The conference was addressed by two AELP provider members. Jane Quarmby of TQ Training said that a lot of the ongoing reforms to the skills system resembled Groundhog Day and she called for more stability and less inspection. Policymakers had to be careful when talking about ‘more for less’ that quality was not compromised. Jane Quarmby also expressed scepticism on the proposed loans system for learners, arguing that poorly waged people would not be able to afford them.
Frank McMahon of YH Training Services said that employers were willing to negotiate a price for training just like any other service they paid for, if they perceived that they were getting value. Employers should therefore be making a financial contribution to over-25 apprenticeships, but it would not happen if quality providers were being undercut by other local providers who marketed the programme as ‘free’ to employers.
A session on the NEET issue ended the conference. Peter Little, the independent chair of the DfE LLDD advisory group, presented evidence that over many years young people with special education needs (SEN) and disabilities were over-represented in the NEET cohort. For example, 46 per cent of 22-24 year old disabled people were NEET. Mr Little had been working with DfE on redefining the apprenticeship offer for young people who have a disability or learning difficulty and he said that he would welcome provider and employer input into this. He also flagged up that the outcome of the SEN green paper consultation would be published very shortly and this might include opportunities for providers.
Jane Stacey of Barnardo’s set out how the charity re-engages young people with education and training. She pointed to the advantages of open enrolment, flexible start dates, extra time to complete qualifications and individualised learning programmes. Flexibility in allowing young people to set their own pace was important while a good and supportive relationship between the teacher and learner was helpful although teachers should never be ‘mates’ with learners.

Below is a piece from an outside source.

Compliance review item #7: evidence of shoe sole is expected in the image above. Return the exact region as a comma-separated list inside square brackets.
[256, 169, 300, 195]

AELP Chief Executive Graham Hoyle summed up some key themes from the conference, including the danger that funding rate cuts might mean that quality provision can no longer be afforded in sectors such as catering. He also highlighted the funding divide between pre and post 25 provision as an increasing frustration for employers and providers, while loans represented ‘a huge unknown’ for the skills system. The system still suffered from unnecessary bureaucratic costs which suggested a lack of trust in providers.
Low train and hot house apprenticeships
Simon Waugh, Chief Executive of the National Apprenticeship Service (NAS) spoke about how successful the sector had been in recent months at recruiting apprenticeships (see page 1). However. as outlined in his slide below, the NAS are keen to eradicate ‘low train’ and the sort of ‘hot-house’ apprenticeship delivery models that were described on the front cover of the first edition of FE Week.
He said of other challenges that “quality is improving but need clearer definition”, “Growth in Advanced and Higher (level 3+) Apprenticeships has been slower than in entry Intermediate (level 2)” and there is a “need to diversify programme by level and sectors”.